4.2. Static Word Embeddings#

In order to understand what word embeddings are, why do we need it and what are traditional word embeddings, please visit this page (link to the previous chapter).

In this section we will be describing various ways to find the vector representation of a word using the Static Word Embeddings approach.

Static Word embeddings and Contextual Word embeddings are slightly different.

Word embeddings provided by word2vec, Glove or fastText has a vocabulary (dictionary) of words. The elements of this vocabulary (or dictionary) are words and its corresponding word embeddings. Hence, given a word, its embeddings is always the same in whichever sentence it occurs. Here, the pre-trained word embeddings are static.

For example, consider the two sentences:

  1. I will show you a valid point of reference and talk to the point.

  2. Where have you placed the point.

Now, for the static word embeddings from a pre-trained embeddings such as Word2Vec (link to previous chapter), the embeddings for the word point is same for both of its occurrences in example-1 and also the same for the word point in example-2. All three occurrences has same embeddings (reference).

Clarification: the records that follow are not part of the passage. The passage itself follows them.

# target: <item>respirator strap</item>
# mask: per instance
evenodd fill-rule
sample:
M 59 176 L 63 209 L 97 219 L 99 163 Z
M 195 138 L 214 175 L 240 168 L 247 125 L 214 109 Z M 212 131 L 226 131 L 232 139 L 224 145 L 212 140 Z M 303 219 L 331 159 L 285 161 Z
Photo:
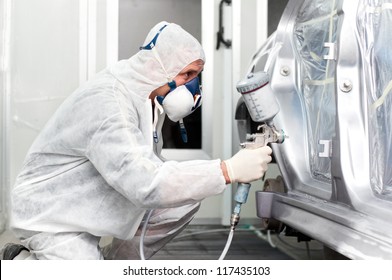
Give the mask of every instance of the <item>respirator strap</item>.
M 157 132 L 157 124 L 158 124 L 158 113 L 160 115 L 163 114 L 163 107 L 161 104 L 159 104 L 159 101 L 157 100 L 157 98 L 154 98 L 154 120 L 153 120 L 153 130 L 152 130 L 152 136 L 154 138 L 154 142 L 158 143 L 159 142 L 159 136 L 158 136 L 158 132 Z

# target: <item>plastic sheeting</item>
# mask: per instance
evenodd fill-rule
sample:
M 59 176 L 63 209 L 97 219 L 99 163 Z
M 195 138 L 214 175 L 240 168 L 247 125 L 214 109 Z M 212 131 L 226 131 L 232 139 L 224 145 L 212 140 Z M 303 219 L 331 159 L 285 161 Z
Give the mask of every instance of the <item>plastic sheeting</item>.
M 357 12 L 357 33 L 364 60 L 369 116 L 371 186 L 392 194 L 392 3 L 363 0 Z
M 324 56 L 331 51 L 325 44 L 336 42 L 336 2 L 305 0 L 295 21 L 293 38 L 299 55 L 311 174 L 323 181 L 331 180 L 331 161 L 319 156 L 327 148 L 320 140 L 330 141 L 335 135 L 335 61 Z

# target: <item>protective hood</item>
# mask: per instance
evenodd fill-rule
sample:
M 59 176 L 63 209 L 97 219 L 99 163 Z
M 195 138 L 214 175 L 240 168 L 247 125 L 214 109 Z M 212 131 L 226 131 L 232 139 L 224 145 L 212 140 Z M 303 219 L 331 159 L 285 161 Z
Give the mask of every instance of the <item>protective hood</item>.
M 165 25 L 167 26 L 160 31 Z M 123 60 L 110 69 L 111 73 L 130 92 L 143 99 L 148 98 L 154 89 L 172 81 L 189 63 L 198 59 L 205 61 L 200 43 L 181 26 L 174 23 L 163 21 L 155 25 L 142 46 L 149 44 L 158 32 L 154 48 L 162 65 L 152 50 L 142 49 L 128 60 Z

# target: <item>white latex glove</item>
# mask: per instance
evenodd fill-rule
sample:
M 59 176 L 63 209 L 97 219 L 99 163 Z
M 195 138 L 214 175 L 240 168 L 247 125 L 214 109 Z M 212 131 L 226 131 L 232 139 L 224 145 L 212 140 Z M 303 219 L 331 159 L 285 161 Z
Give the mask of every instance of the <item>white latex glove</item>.
M 242 149 L 225 160 L 230 182 L 250 183 L 263 177 L 271 162 L 272 149 L 264 146 L 257 149 Z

However note that the context of a single contextual word is mostly preserved in this type of embedding. Let us explore further different types of static word embeddings.

  1. Word2Vec

  2. GloVe

  3. FastText

Cosine Similarity#

It is the most widely used method to compare two vectors. It is a dot product between two vectors. We would find the cosine angle between the two vectors. For degree 0, cosine is 1 and it is less than 1 for any other angle.

Let us compute cosine similarity between 2 vectors using sklearn’s cosine similarity module.

from sklearn.metrics.pairwise import cosine_similarity

A = [[1, 3]]
B = [[-2, 2]]

print("Cosine Similarity between A and B =", cosine_similarity(A, B))
Cosine Similarity between A and B = [[0.4472136]]